Il lut le texte tout en ouvrant d'autres missives... et les parcourut ensuite.

Lui aussi aimerait bien pouvoir restituer Bourges et le duché à ses habitants, mais pour cela, fallait-il que le Berry respecte les négociations et les engagements qui y étaient pris....

hors une missive du Bourbonnais Auvergne faisait état de la création d'une armée en Berry, alors qu'il ne devait plus y en avoir, ce qui était la condition à la restauration des possibilités de mouvements des voyageurs en Berry ainsi qu'au fait que les armées alliées baissent les armes, ce qui fut fait...

Citation:
11-11-2009 04:07 : Vous avez remarqué que Sirseb était en train de constituer une armée

cela se passe a Saint Aignan.

Le Berry ne respecte pas l'accord qui vient d'être signé.

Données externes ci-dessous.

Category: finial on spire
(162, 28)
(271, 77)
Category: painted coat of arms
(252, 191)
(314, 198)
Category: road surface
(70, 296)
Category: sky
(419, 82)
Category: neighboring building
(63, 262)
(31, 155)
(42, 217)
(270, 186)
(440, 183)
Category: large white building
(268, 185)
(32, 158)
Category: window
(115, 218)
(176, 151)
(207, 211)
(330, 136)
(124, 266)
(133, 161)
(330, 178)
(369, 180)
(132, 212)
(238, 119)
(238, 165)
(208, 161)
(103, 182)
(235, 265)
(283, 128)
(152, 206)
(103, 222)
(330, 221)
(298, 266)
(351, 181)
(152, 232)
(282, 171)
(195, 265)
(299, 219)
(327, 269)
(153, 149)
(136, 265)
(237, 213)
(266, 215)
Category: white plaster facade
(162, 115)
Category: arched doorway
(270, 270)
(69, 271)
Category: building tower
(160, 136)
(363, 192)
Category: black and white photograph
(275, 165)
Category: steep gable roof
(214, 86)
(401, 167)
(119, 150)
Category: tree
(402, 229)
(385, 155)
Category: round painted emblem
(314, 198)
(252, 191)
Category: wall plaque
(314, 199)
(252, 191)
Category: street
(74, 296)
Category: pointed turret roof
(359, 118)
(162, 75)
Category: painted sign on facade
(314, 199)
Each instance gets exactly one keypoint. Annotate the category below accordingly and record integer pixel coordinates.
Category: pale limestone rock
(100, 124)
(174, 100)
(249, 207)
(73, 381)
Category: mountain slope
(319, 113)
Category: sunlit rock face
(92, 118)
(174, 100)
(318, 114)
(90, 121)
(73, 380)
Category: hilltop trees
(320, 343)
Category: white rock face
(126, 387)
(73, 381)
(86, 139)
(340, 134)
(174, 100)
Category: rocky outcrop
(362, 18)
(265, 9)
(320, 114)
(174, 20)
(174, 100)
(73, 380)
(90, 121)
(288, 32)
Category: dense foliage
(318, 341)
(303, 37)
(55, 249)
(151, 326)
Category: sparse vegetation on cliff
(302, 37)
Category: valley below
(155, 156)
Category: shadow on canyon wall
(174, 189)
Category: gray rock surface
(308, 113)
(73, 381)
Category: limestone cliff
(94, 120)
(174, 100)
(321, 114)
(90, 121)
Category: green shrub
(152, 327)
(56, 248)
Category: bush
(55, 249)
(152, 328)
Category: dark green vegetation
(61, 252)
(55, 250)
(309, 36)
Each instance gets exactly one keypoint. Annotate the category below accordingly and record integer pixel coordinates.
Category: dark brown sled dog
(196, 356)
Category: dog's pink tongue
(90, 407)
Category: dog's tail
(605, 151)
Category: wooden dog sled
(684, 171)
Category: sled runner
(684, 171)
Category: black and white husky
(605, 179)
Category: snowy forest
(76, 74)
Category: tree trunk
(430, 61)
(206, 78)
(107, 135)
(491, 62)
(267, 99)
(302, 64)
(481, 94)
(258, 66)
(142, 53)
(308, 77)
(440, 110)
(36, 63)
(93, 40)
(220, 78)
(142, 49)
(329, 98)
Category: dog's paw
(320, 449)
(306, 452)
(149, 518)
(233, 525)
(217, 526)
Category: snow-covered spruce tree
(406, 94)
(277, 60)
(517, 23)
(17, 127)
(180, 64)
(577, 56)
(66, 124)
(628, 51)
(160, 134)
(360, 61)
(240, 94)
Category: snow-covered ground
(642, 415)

Si cette armée en construction n'est pas détruite, nous la détruirons par la force


Diantre, il ne manquait plus que ça pour retarder encore l'issue de ce conflit... Le Berry ne comprendra-t-il donc pas qu'il n'y a pas intérêt ? Que l'Alliance du Centre n'hésitera sans doute pas en représailles à prendre Saint Aignan ? Faut-il donc mettre ce duché complètement à genou ? Cela ne peut être. Alors qu'il s'était apprêté à écrire à Astérie, il dit renoncer et contacter plutot son compair Thomas de Clérel pour l'informer de ses inquiétudes.

Il prit donc un velin et une plume et commença à rédiger...

Citation:
Citation :
Cher Compair,

Il est une affaire des plus sérieuses dont je dois vous entretenir. J'ai eu vent tantôt de la création d'une armée actuellement à Saint-Aignan. Je ne vous cache pas mon inquiétude dans la mesure où la situation était à la détente et aux négociations que nous espérons tous fructueuses et à même de permettre la restitution des terres et institutions berrichones à leur peuple. Or voilà qui compromet grandement le processus de paix, et je crains que ça n'engendre encore morts et blessés inutiles au sein de votre peuple, lors de la destruction de l'armée, voire si la fureur se déchaine à nouveau au sein de nos armées, ou si nos dirigeants veulent faire un exemple, sur la ville de Saint Aignan.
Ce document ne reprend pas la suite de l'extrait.